Deportation / Removal
Every year, a number of people face deportation (removal) proceedings before immigration judges. The Department of Homeland Security cannot typically deport an individual without first giving that individual a change to go before an immigration judge to present his or her case.
The United States Citizenship and Immigration Services (USCIS) handles deportations and removals as part of the Department of Homeland Security (DHS). As part of the process, USCIS will send the individual in question a Notice to Appear, which will contain details of why the proceeding has been initiated. The notice will provide the date of the first hearing. USCIS is also required to provide a copy of the notice to the federal immigration court. The individual facing the removal proceeding has a right to be represented by an immigration attorney.
Reasons for Removal
There are a number of reasons the government may institute removal proceedings against an individual, including when:
- The individual may have entered the United States legally with a visa but overstayed to the point that he or she is now out of status;
- The individual may have entered the United States without a visa or without being checked by an immigration officer;
- The individual may have a green card but has a criminal conviction or is in serious trouble with the law; or
- The individual may have filed an immigration application with the USCIS to stay in the U.S. but was denied.
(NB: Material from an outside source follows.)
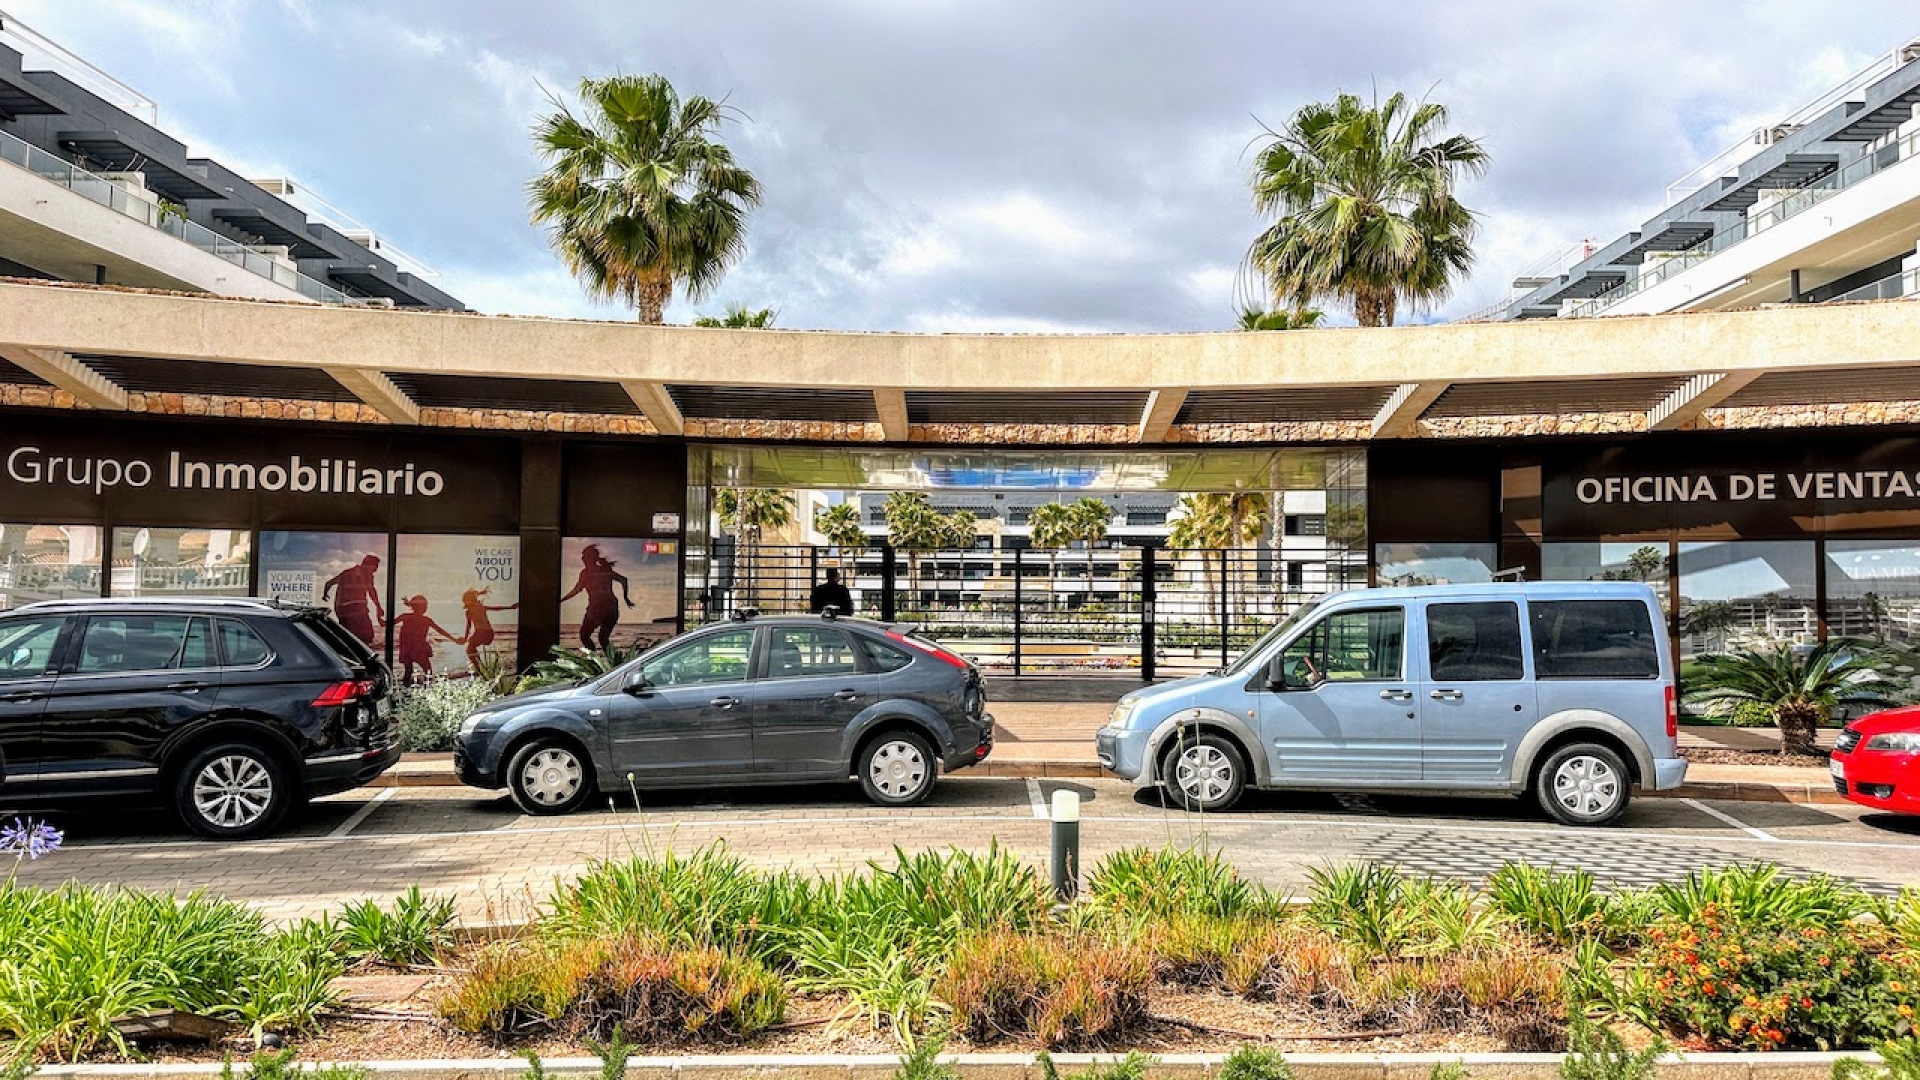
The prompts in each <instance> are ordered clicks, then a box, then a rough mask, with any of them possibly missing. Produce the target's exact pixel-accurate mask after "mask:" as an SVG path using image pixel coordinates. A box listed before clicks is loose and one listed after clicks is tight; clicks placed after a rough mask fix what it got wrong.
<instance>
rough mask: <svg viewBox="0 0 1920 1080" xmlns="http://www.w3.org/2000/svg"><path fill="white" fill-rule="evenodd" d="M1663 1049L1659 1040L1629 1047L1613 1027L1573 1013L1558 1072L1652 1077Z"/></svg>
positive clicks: (1563, 1072)
mask: <svg viewBox="0 0 1920 1080" xmlns="http://www.w3.org/2000/svg"><path fill="white" fill-rule="evenodd" d="M1663 1053H1667V1045H1665V1043H1663V1042H1655V1043H1653V1045H1647V1047H1644V1049H1638V1051H1630V1049H1626V1040H1622V1038H1620V1034H1619V1032H1615V1030H1613V1028H1607V1026H1601V1024H1596V1022H1592V1020H1588V1019H1586V1017H1574V1019H1572V1024H1569V1026H1567V1057H1563V1059H1561V1068H1559V1074H1561V1080H1653V1070H1655V1067H1657V1065H1659V1059H1661V1055H1663Z"/></svg>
The initial hearing is largely procedural. The individual has a change to appear in court and ask for more time if he or she has not yet obtained an attorney. At this point, the relevant immigration officials will explain the deportation process and inform the individual of his or her rights. At the end of this meeting, an evidentiary hearing will be set for a specific date when the individual can challenge his or her deportation.
At the subsequent evidentiary hearing, a federal immigration judge will hear the evidence against the individual. Deportation proceedings can be a lengthy and cumbersome process. The government has the burden of proof to establish that the individual is removable from the United States by clear and convincing evidence. The standard of clear and convincing evidence requires the government to prove that its version is substantially more likely true than not. The individual will have an opportunity to defend himself or herself through evidence, witnesses, or relevant testimony. This is the most important hearing because this is when the judge will decide whether you will be deported or not.
If the government meets its burden of proof, and the judge rules against the individual facing the proceeding, that individual may appeal or have an opportunity to apply for various forms of relief from removal. Some examples of relief include adjustment of status, waivers of inadmissibility and removability, cancellation of removal, asylum, withholding of removal, legalization, and registry.
Appealing Removal Orders
An individual facing deportation can appeal an immigration judge’s ruling. An appeal must be filed within 30 days from the date of the decision with the Board of Immigration Appeals (BIA). If the BIA makes a decision that is unfavorable, the individual can further appeal it to the U.S. Court of Appeals.
An individual may also resist deportation or removal proceedings under the recently initiated deferred action (DACA) program, which applies to persons who came to the United States as children. The program applies to those currently residing in the U.S. who meet a number of criteria, including being under 30 years old, having entered the U.S. prior to the age of 16, having lived in the U.S. continuously for at least five years, and having not been convicted of a crime involving moral turpitude. In addition, the individual must be currently enrolled in an educational institution, have completed high school or its equivalent, or have served honorably in the military.